What is it you want to use it for? Since I'm not normally a Windows user I'm not sure how much help I'll be, but in general are you looking for resizing, managing, displaying, ???

I just did a quick check and it looks like you should be looking at Windows Live Photo Manager.


----------



## healeydays (Nov 15, 2012)

Mike1950 said:


> Computer fried today- I mean fried- lots of smoke- It was a vista system worked great for me- but alas it is going to the garbage.
> Question- I am used to using microsft picture manager- I had it down pat. Windows 8 does not support that :dash2::dash2: Of course why the heck would they make it easy. Any suggestions? what is easy for the computer yutz. Thanks for any suggestions. M



If you are looking to buy a machine now, you can still get windows 7 on a leftover machine and they just hand you a dvd with windows 8. You could sell the windows 8 to someone that would want it helping keep your costs down.

Windows 8 is nice, but if you won't use the bells and whistles, don't sweat it. What else do you do with your computer?

Mike B
Been in computers since mid 70s...


----------



## Mike1950 (Nov 16, 2012)

healeydays said:


> Mike1950 said:
> 
> 
> > Computer fried today- I mean fried- lots of smoke- It was a vista system worked great for me- but alas it is going to the garbage.
> ...



Mike, Already have the new computer. I do very little with it. Couple blogs, c-list, e-bay pictures and stock market. All I want is something simple-I know good luck.
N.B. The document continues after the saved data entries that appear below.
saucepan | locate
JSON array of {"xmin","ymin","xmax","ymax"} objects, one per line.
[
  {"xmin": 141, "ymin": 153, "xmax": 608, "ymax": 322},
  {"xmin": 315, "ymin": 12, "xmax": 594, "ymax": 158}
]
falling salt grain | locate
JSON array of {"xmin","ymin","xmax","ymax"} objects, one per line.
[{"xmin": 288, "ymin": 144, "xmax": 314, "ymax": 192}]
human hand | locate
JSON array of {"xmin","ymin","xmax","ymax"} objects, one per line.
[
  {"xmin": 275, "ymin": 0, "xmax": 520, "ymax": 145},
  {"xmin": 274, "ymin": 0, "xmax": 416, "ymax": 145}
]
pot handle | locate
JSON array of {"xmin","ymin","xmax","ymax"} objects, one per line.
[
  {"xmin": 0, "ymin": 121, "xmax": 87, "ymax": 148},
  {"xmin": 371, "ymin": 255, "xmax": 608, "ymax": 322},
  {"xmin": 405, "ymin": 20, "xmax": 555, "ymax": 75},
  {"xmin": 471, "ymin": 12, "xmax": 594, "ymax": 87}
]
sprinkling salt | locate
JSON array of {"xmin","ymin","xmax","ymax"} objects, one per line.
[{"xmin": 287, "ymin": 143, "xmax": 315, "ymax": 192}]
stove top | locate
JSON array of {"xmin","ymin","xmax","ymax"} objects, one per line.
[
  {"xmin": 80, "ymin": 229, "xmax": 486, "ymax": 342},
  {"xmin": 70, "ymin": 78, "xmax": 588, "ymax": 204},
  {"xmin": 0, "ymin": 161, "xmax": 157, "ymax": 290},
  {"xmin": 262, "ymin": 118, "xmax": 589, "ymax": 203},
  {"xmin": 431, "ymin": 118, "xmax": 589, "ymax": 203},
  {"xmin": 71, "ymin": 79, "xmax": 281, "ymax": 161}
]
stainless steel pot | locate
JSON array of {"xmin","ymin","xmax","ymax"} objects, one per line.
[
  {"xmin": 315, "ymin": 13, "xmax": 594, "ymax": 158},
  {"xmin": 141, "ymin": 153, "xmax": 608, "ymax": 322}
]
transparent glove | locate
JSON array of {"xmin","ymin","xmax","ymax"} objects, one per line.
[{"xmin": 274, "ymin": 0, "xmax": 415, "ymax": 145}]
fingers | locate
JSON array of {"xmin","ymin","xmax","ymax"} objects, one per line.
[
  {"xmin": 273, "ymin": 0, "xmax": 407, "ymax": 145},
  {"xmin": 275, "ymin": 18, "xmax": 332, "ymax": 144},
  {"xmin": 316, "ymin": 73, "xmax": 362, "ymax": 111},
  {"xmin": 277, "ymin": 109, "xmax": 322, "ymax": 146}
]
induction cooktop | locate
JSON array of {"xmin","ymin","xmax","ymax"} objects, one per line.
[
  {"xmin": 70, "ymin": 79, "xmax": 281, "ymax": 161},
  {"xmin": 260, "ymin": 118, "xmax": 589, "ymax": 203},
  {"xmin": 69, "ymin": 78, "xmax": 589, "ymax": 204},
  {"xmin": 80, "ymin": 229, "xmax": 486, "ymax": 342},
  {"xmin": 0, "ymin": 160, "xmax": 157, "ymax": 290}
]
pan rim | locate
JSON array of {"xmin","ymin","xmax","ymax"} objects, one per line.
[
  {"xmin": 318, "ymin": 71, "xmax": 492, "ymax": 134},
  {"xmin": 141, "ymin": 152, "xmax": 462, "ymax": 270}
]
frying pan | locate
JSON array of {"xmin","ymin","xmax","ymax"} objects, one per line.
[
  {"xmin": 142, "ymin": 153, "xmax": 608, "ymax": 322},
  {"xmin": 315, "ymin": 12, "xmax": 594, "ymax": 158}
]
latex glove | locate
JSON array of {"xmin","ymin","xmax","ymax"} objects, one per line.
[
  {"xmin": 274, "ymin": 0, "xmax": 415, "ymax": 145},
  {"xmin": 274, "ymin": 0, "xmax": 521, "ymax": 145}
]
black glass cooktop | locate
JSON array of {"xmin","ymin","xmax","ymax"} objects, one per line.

I was perfectly happy with my vista but obviously took a dislike with me and took a permanent hike.


----------



## Mike1950 (Nov 16, 2012)

kweinert said:


> Mike1950 said:
> 
> 
> > Computer fried today- I mean fried- lots of smoke- It was a vista system worked great for me- but alas it is going to the garbage.
> ...



Thanks I will check that.


----------



## duncsuss (Nov 16, 2012)

Take a look at Google's Picasa. It catalogs pix, lets you edit them, etc. Free.

I used it a lot before I got Adobe Lightroom (which somebody else paid for, or I'd still be using Picasa )


----------